Read these grafs, from the column I’ve filed for Sunday. TWENTY YEARS AGO TODAY THE RED BOOK CAME OUT.
Holy crap, do I ever feel old.
“…So we put out the Red Book. It was 112 pages long, it was bursting at the seams with ideas, and it provided an effective rebuttal to the Conservatives’ nasty insinuations. “I’ve got the team, I’ve got the plan,” Chretien would say, over and over, at every whistle-stop along the way to a massive Parliamentary majority.
The debate about when to release the thing went on almost as long as the writing of it. All at once? In pieces? Before the election? In week one? In Ottawa, or elsewhere?
Chretien made the final decision, appropriately. The Red Book would be released on September 19, 1993, eleven days after the campaign began. We printed up thousands of copies, and they were all gone by lunchtime. Bureaucrats figured we were going to win, and they wanted to get a head start on their homework.”
And, then, there was the Blue Book that a flustered Kim Campbell had earmarked with protruding sticky notes so she could reference its contents since she had no idea what was in it; another example of a desperate campaign attempting to put image before substance by pretending to have substance. The Blue Book had been hastily prepared in a vain effort to counter the Red Book.
It was the beginning of making campaigns more about substance versus just style or image.
Subsequent campaigns for all parties have followed this same approach.
Next question should be is how many of the promises were fulfilled?
Enough to get majorities in 1997 and 2000, I guess.
Eleven days before the election Chretien and the Liberals release their vision of the future and everyone is complaining about Justin Trudeau not releasing his vision of the future 2 plus years before an election.
Sometimes I think the press just all jump on a band wagon of thought because it’s the easiest thing to do.
That’s the point of my column.
If I were advising Trudeau, however – and I’m not, he’s got Team Kennedy and Team Martin doing that – I’d advise him that he is in a slightly different situation. Given that the main criticism of him (from all sides) has been that he’s a beautiful dummy, he has less time to roll something out than, say, Dion or Ignatieff (who were academics, had written books, etc.).
But, in the main, I agree: you’ve got to roll out your policy book when it’s right for you, and when voters are paying attention – not when your opponents or the media say to.
I think he’s made some progress by announcing Freeland and Leslie as policy advisors. We can debate whether they’re appropriate picks, but at the very least, I’d anticipate Trudeau’s gotten some mileage from the coverage featuring him surrounded by Very Important Thinkers.
I’d remind folks, too, that Harper didn’t release his election strategy until the 2006 campaign got underway.

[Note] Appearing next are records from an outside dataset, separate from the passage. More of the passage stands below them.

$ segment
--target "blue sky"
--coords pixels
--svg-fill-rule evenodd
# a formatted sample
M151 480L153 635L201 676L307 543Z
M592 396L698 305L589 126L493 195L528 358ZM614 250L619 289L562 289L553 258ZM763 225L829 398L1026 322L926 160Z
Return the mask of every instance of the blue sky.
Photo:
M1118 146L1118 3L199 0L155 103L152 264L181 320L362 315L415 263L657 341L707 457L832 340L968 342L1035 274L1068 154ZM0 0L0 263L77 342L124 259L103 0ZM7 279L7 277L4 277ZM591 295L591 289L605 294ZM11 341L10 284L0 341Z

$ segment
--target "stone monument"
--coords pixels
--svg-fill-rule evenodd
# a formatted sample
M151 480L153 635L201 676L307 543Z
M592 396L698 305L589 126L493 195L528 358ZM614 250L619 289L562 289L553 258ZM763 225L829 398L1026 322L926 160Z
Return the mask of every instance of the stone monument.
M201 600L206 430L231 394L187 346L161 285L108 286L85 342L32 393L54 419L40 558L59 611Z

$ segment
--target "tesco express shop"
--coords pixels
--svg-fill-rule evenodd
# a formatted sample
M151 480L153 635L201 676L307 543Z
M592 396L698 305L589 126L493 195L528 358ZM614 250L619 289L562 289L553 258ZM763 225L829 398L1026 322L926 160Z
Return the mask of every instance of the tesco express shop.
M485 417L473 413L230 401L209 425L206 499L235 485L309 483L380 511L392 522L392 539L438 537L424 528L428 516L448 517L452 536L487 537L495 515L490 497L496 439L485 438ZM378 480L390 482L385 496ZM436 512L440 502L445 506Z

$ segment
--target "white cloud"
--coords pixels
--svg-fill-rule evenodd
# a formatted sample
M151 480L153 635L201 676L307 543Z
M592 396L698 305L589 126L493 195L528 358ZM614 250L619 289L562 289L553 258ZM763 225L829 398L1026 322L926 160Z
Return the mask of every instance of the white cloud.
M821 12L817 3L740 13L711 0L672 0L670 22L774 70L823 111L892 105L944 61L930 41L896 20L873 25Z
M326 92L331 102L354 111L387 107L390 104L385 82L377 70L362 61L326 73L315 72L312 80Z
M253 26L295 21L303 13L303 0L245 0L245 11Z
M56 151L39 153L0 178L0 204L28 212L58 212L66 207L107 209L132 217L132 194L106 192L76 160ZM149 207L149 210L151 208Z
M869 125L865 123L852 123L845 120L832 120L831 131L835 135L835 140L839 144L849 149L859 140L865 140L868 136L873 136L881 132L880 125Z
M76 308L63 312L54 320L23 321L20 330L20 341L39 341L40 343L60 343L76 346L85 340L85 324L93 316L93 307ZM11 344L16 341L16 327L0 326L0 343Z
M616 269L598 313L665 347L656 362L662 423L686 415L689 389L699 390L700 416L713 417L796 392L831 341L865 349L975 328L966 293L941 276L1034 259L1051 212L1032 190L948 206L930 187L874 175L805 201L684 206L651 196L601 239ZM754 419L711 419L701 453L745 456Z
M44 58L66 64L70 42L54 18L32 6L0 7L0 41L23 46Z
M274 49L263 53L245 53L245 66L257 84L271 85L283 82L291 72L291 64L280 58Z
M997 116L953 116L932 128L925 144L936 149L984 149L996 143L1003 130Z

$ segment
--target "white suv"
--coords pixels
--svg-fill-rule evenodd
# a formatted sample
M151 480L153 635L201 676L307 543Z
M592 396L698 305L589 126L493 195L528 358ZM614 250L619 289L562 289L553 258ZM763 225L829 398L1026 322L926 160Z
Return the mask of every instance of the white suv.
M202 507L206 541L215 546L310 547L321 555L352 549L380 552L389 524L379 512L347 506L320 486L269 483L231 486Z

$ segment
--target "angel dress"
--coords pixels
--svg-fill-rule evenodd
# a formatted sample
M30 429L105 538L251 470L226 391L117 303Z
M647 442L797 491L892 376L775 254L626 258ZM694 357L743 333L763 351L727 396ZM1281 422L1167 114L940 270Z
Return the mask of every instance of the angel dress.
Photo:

Then, it was an announcement a day. Of course, Harper had his own brand, and a long history of policy debates, to bring to the table.
But it feels like Trudeau’s doing the right things to shore up criticism that he’s a lightweight on policy – and that’s by creating a team that will (presumably) offer some serious and innovative policy proposals, and not just rush out talking points everytime the media ratchets up the pressure.
Sorry, I should correct that: Harper didn’t release his policy platform until the election got underway.
So he doesn’t need a full policy set yet, just enough display of depth to prove he’s not an empty suit.
The 1993 campaign marked the first election I could, and did, vote in. I lived in southern Alberta, was in my first year of college, and it was during the real rise of the Reform Party. I voted for my local Liberal candidate after reading the Liberal red book, and seeing Chretien in action. Such a fascinating election – rise of not only Reform, but the Bloc – and the utter demise of the Mulroney/Campbell PCs.